From the Bank of Japan's web site, here are the details of the Bank of Japan's QE program:
The Bank introduced "Quantitative and Qualitative Monetary Easing" (QQE) in April 2013 to achieve the price stability target of 2 percent in terms of the year-on-year rate of change in the CPI at the earliest possible time, with a time horizon of about two years. Under the QQE, the Bank continues to pursue a new phase of monetary easing both in terms of quantity and quality. It will double the monetary base and the amounts outstanding of Japanese government bonds (JGBs) as well as exchange-traded funds (ETFs) in two years, and more than double the average remaining maturity of JGB purchases.
So, given the two-year time frame, the Bank of Japan has about 6 months more to achieve its 2% inflation goal. How has it done? Here's the CPI path from April 2013:
So, this makes it appear that the Bank of Japan should come close to meeting its target. However, a large fraction of the increase in the CPI over this period is due to an increase from 5% to 8% in the consumption tax in Japan, which is effectively reflected one-for-one in the CPI. The tax increase occurred in April 2014, which you can readily see in the data. So, if we take out the effects of the tax increase, the CPI has been almost flat for the last year. So, there is no evidence that QE has had the effects on inflation that the Bank of Japan would like.

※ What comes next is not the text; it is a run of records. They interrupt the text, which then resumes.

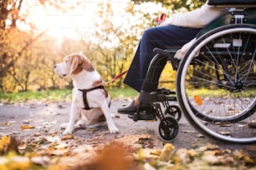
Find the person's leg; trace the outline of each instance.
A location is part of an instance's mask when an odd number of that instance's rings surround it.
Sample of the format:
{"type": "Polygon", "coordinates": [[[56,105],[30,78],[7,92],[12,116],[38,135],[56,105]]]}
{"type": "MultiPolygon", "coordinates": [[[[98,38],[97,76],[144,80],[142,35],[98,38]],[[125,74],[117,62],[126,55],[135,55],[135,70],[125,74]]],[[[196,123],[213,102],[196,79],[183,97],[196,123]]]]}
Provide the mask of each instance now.
{"type": "MultiPolygon", "coordinates": [[[[155,56],[153,49],[159,48],[166,49],[168,47],[182,47],[197,36],[200,29],[181,28],[176,26],[157,27],[145,31],[139,47],[128,70],[124,82],[141,92],[148,67],[155,56]]],[[[163,67],[156,69],[160,76],[163,67]]],[[[156,76],[157,77],[157,76],[156,76]]],[[[139,95],[126,107],[119,108],[120,113],[136,112],[139,104],[139,95]]]]}
{"type": "Polygon", "coordinates": [[[197,36],[200,29],[176,26],[156,27],[145,31],[124,83],[141,92],[148,67],[155,56],[153,49],[182,47],[197,36]]]}

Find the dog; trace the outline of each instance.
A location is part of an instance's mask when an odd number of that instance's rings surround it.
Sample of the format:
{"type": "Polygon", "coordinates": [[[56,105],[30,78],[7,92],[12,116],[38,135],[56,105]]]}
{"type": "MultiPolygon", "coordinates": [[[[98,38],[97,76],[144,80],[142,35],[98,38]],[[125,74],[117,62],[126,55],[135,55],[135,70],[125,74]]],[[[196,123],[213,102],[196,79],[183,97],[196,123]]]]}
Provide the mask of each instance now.
{"type": "Polygon", "coordinates": [[[54,72],[64,77],[71,77],[74,88],[70,118],[64,134],[71,134],[74,129],[107,124],[110,133],[119,132],[110,110],[110,98],[104,88],[100,73],[83,54],[72,53],[63,62],[54,65],[54,72]]]}

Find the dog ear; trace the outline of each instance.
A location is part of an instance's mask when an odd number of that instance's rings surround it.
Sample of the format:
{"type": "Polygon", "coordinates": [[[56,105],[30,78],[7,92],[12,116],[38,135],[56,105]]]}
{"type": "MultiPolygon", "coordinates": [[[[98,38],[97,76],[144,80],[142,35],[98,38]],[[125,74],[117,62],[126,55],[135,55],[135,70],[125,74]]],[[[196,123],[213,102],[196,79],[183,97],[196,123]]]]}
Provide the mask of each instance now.
{"type": "Polygon", "coordinates": [[[73,54],[69,58],[70,72],[69,74],[77,74],[83,70],[82,59],[79,55],[73,54]]]}
{"type": "Polygon", "coordinates": [[[85,57],[82,57],[82,67],[84,70],[86,70],[87,72],[94,72],[95,71],[95,68],[93,67],[92,63],[90,62],[90,60],[85,58],[85,57]]]}
{"type": "Polygon", "coordinates": [[[87,72],[95,71],[95,68],[91,62],[82,54],[73,54],[70,58],[70,75],[77,74],[83,69],[87,72]]]}

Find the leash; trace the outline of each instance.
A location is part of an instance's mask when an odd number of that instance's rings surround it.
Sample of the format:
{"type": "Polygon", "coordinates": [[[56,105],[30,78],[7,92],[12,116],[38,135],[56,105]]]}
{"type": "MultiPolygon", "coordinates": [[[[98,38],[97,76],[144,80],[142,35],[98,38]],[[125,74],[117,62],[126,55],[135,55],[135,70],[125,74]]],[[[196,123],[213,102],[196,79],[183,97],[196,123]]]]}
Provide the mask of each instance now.
{"type": "Polygon", "coordinates": [[[110,84],[113,82],[115,82],[115,80],[120,78],[124,74],[125,74],[128,72],[128,70],[125,70],[125,72],[121,72],[120,74],[118,74],[117,76],[115,76],[115,78],[113,78],[109,82],[104,82],[105,84],[110,84]]]}

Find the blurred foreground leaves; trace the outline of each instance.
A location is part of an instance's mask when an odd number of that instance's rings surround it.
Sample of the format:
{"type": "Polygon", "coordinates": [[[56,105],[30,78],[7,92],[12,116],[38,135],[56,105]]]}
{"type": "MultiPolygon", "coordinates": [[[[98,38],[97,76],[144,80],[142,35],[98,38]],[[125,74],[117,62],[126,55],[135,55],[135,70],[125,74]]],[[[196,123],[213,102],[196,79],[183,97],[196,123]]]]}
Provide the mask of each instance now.
{"type": "MultiPolygon", "coordinates": [[[[125,137],[125,140],[129,137],[125,137]]],[[[255,169],[256,155],[243,150],[222,150],[207,143],[195,148],[176,150],[171,143],[163,148],[150,148],[141,139],[133,142],[116,139],[106,143],[57,133],[34,135],[18,142],[3,136],[0,140],[0,169],[89,169],[89,170],[167,170],[167,169],[255,169]],[[12,144],[15,141],[17,145],[12,144]]],[[[129,141],[129,139],[128,139],[129,141]]],[[[251,146],[250,151],[255,151],[251,146]]]]}

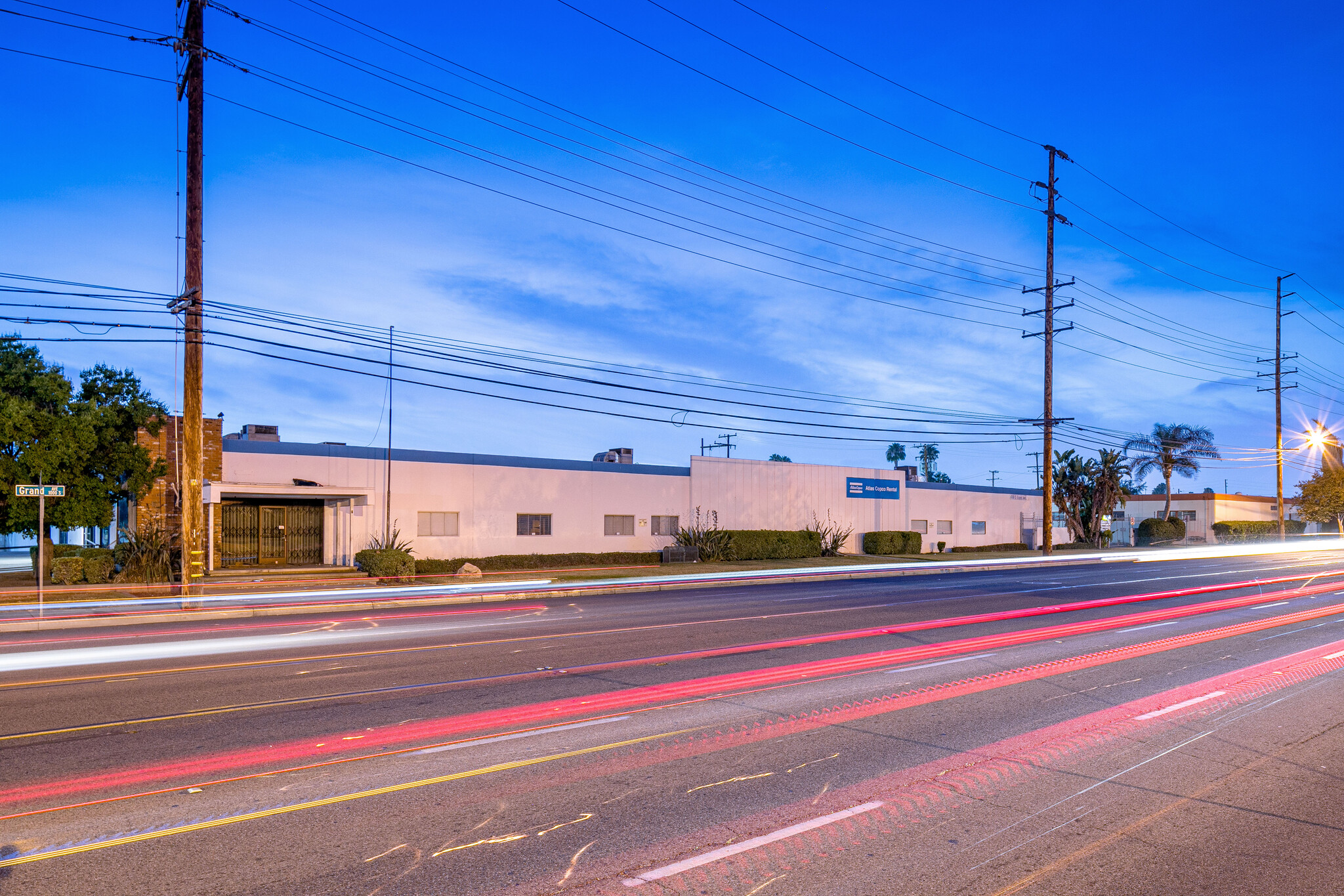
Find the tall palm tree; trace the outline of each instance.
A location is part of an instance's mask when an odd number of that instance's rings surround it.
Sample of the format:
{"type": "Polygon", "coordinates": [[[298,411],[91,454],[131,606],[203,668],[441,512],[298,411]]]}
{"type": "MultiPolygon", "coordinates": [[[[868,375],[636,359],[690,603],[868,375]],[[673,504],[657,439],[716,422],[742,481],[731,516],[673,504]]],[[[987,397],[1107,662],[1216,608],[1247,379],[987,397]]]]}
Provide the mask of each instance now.
{"type": "Polygon", "coordinates": [[[902,445],[900,442],[892,442],[891,445],[887,446],[887,462],[891,463],[892,470],[896,469],[896,466],[905,459],[906,459],[905,445],[902,445]]]}
{"type": "Polygon", "coordinates": [[[1125,454],[1130,451],[1137,453],[1133,467],[1136,480],[1144,478],[1153,470],[1163,474],[1163,482],[1167,484],[1164,520],[1172,512],[1172,473],[1189,480],[1199,473],[1200,459],[1219,461],[1223,457],[1214,446],[1212,430],[1188,423],[1153,423],[1150,434],[1125,442],[1125,454]]]}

The Japanese experience therefore seems consistent with the following conclusions about the operating characteristics of an economy at the zero lower bound for a long time:

1. The central bank will fail to meet a 2% inflation target, on average.
2. The inflation rate will be highly variable.
3. If the central bank is counting on QE to help it hit a 2% inflation target while the short-term nominal interest rate is at the zero lower bound, good luck.